Chuy valley’s gastronomy is as diverse as its population. Kyrgyz, Uyghur, Dungan, Russian, and other local ethnic cuisines are all well-represented across the region, while Bishkek’s restaurant scene pushes this even further by incorporating everything from European, South Asian, Mediterranean, East Asian, and even a handful of Southeast Asian and Middle Eastern offerings.
Further, Bishkek’s nightlife is the busiest in the country, with everything from classical performance spaces to underground dance clubs and domestic craft beer to busy teahouses.


Chuy Region consists of several parts: Chon-Kemin, Kichi-Kemin, Suusamyr valley, Slopes of Kyrgyz Ata-Too and Kungey Ala-Too. The lowest point of the valley is considered to be 550 meters above sea level, the highest point is 4895m.

Bishkek city (the capital of Kyrgyzstan) is located in Chuy Кegion. Other big cities also located here are: Kant, Tokmok, Kara-Balta.


The climate is diverse.
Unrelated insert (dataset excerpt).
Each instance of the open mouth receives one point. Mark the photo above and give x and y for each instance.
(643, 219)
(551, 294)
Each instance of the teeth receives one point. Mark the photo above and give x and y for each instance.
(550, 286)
In the north, in the flat part, the climate is continental, dry, hot summers, and mild and cold winters. The average temperature in July is 17-25°С, in January -7° С. The distribution of precipitation in the Chuy Valley is decisively influenced by the height of the area above sea level. Average annual precipitation is 270-400 mm. The average July temperature in the high-lying Suusamyr valley is 13-14°C, the January temperature is -20 ..- 2°C, the average precipitation is 350-370 mm.

On the slopes of the mountains, as the altitude rises, the air temperature decreases, and the amount of precipitation increases. The Kyrgyz Ala-Too has 582 glaciers with a total area of 520 km². Most of them are located in the central part of the ridge.

The Chuy Region is one of the industrialized regions of the Kyrgyz Republic where growing and emerging industry sectors such as processing industry, construction, trade, transport, agriculture, services (around 4,500 large, medium and small enterprises) are located. With its population of 921,700 people (14.7% of total country population), the unemployment rate in the region is 8.1% (29,402 people).

Tourism accounts for approximately 5% of Kyrgyzstan’s GDP, with the majority of major organisations in the international inbound tourism sector based in Bishkek. The Kyrgyz Association of Tour Operators represents the sector’s interests domestically and abroad, and members organise tourist itineraries across the region.

Agricultural production includes wheat, maize, sugar beets, potatoes, lucerne, and various vegetables and fruits.